Jimmy Dean gives us another good example…he doesn’t just make sausage, as a singer/songwriter this song of his came on the radio this week while I was preparing, it’s called “Big Bad John”. Listen:
So another story that has some historic basis, about a “big, big man” but also a mysterious one, an intimidating guy no one knew much about. But a guy who leapt into action when things looked their worst. That’s a legend. If you like it, why?
I like it because it stirs something in me that hopes for “big, big” help in my darkest hour, when all looks lost and no effort of mine will be enough. But that’s exactly where some of us decide to try and back off of our hero legends or faith. We rationalize and say, “…but it’s not true, and I better have more sense than to count on help like that. I don’t have that kinda luck, it’s not smart to bank on it, I need to take care of myself.” I agree, really. It’s not smart at all, but I’d still rather hope when all seems lost than just lay down and quit, or sit there and rationalize.
Truly, all the tall tales and hero stories can give us hope. Not in and of themselves (don’t know many folks willing to stake their lives on Paul Bunyan and Babe coming to rescue). But only if they point to the one story that is true, and the one hero that is all-sufficient. Because indeed we will all experience something that for many of us seems dark and freaky, or at least totally uncertain — death. No power of ours, no amount of will or strength or intellect, can put the tiniest dent in it. The only shot we have to hope for any survival with it, is the hope beyond all hope that One can come to our aid and handle it.

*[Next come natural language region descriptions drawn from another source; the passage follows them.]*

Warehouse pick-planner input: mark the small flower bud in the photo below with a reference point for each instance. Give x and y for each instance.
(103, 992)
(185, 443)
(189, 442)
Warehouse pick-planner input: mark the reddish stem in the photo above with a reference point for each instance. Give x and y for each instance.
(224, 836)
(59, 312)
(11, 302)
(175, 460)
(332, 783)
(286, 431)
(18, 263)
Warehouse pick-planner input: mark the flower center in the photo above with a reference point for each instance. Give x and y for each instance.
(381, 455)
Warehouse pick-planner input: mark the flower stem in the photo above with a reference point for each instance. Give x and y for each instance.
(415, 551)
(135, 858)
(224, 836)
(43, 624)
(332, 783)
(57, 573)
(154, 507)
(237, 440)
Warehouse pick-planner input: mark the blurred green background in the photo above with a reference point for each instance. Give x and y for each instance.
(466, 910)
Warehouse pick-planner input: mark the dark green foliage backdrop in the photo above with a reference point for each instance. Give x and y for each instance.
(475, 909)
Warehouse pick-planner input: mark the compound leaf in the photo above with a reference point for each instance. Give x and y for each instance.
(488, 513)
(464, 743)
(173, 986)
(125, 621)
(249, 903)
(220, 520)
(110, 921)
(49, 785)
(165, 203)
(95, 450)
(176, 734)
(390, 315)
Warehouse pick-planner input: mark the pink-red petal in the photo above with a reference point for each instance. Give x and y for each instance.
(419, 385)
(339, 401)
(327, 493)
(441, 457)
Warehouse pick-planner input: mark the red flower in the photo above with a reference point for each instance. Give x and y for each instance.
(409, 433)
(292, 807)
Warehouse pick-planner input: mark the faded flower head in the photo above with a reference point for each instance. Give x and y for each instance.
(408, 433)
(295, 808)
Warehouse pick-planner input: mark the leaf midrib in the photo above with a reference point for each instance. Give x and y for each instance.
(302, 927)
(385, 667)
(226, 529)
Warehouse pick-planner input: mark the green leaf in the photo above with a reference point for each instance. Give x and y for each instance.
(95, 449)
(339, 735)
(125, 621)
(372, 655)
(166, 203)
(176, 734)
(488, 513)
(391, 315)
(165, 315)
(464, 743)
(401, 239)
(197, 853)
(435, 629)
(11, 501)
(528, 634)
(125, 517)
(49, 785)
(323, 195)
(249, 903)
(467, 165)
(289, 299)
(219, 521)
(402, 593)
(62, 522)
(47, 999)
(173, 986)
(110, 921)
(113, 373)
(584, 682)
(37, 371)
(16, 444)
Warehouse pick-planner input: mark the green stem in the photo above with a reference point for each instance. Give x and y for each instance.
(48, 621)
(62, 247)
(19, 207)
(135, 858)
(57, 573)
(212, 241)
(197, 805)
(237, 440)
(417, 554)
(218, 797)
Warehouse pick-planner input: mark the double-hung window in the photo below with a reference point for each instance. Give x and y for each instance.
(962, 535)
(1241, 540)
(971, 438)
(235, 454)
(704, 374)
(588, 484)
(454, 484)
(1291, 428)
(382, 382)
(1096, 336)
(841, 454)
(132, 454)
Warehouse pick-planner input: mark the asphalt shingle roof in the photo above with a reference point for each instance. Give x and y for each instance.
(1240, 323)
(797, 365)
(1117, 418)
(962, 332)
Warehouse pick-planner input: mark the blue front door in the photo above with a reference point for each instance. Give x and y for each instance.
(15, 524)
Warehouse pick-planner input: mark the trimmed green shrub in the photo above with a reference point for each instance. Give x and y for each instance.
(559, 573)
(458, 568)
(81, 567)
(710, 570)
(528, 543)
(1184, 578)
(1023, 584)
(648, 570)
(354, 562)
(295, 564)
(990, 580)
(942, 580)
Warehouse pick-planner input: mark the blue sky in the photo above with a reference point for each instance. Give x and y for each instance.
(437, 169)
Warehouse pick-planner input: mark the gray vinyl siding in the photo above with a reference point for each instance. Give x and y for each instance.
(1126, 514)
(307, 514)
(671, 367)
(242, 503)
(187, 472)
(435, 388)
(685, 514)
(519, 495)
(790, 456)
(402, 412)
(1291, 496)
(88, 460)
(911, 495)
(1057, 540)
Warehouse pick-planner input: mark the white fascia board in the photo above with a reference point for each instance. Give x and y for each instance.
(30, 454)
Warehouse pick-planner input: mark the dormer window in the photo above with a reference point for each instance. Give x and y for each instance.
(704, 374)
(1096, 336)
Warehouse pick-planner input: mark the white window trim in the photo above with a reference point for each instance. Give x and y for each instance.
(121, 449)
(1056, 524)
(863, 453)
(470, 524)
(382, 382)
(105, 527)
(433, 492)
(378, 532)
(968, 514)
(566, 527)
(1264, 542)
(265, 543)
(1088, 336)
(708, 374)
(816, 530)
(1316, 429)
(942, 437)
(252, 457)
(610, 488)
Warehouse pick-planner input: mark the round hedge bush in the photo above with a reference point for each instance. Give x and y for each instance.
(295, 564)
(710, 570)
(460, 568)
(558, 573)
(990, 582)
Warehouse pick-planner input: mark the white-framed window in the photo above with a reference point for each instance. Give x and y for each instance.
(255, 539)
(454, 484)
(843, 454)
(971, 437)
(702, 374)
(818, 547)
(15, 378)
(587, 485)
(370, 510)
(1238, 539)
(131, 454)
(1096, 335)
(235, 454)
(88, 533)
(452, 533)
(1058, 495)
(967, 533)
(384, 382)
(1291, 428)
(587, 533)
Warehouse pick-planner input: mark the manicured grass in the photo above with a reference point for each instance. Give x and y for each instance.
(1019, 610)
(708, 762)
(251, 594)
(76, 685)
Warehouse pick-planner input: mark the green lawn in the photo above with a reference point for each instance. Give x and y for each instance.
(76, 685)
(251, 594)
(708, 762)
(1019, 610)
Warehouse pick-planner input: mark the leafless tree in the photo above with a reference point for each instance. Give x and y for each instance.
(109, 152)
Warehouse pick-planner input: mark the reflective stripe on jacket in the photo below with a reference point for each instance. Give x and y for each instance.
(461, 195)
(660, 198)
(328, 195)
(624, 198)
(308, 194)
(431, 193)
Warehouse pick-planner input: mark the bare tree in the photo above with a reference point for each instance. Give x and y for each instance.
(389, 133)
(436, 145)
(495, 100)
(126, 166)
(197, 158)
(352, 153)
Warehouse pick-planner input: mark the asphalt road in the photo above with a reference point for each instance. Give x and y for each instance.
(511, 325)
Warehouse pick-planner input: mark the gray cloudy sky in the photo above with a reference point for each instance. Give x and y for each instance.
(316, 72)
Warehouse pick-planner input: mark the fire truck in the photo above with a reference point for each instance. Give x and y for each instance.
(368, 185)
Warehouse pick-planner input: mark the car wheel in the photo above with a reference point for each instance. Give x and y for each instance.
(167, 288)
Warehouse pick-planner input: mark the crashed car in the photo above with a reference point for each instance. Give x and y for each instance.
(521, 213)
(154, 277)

And I need a hero not just for death, but LIFE. We’re every day dealing with parts of life that smack of death — hate and violence that make no sense, things that strike at our hearts and those of the ones we love, things that enslave and destroy. EVEN MORE, it is often ME who contributes to those deadly things in myself and on others around me. So the greatest hope story would involve a hero that deals with death, but also with saving us daily from life, and even those deep parts of ourselves that need it.
The tallest of tales, that is. Would be absurd to hope for it. But I still need it, personally. I think the world does. After all, “Christ the King” Sunday wasn’t a day ordered by Jesus, it’s a really recent development. In the early 20th century, events around the world were taking such a toll that the church saw fit to institute this day of celebration. One major component was the events unfolding in Mexico — in 1918 the nation had passed a constitution that made it pretty easy for folks to pressure and eventually persecute the church. Until the 1940s, for their faith Christians dealt with imprisonment, confiscation of property, torture and death (this was the 1940s!). And in front of the firing squad one young priest shouted out something that inspired the naming of this Sunday — “Viva Cristo Rey!” It means, “Christ the King Lives!”
So since 1925 when it was first observed in response to those events, this is the Sunday when we assert the reality of the fullness of Christ Jesus exalted above all authority in heaven and on earth. Now, no, that’s not to say that whatever our leaders and governments do is pleasing to God or sanctioned by him. For God always leaves it to us to choose for ourselves, and I’d say we jack that up most of the time. But it is to say that those authorities and rulers, and even our own authority over our own individual lives, is still ultimately subject to Jesus and will be held to account one day soon.
In the meantime, can we take a look at ours and the earth’s situation, and maybe see that nothing but heroic intervention is going to succeed here? Maybe we can start to consider that kind of hope.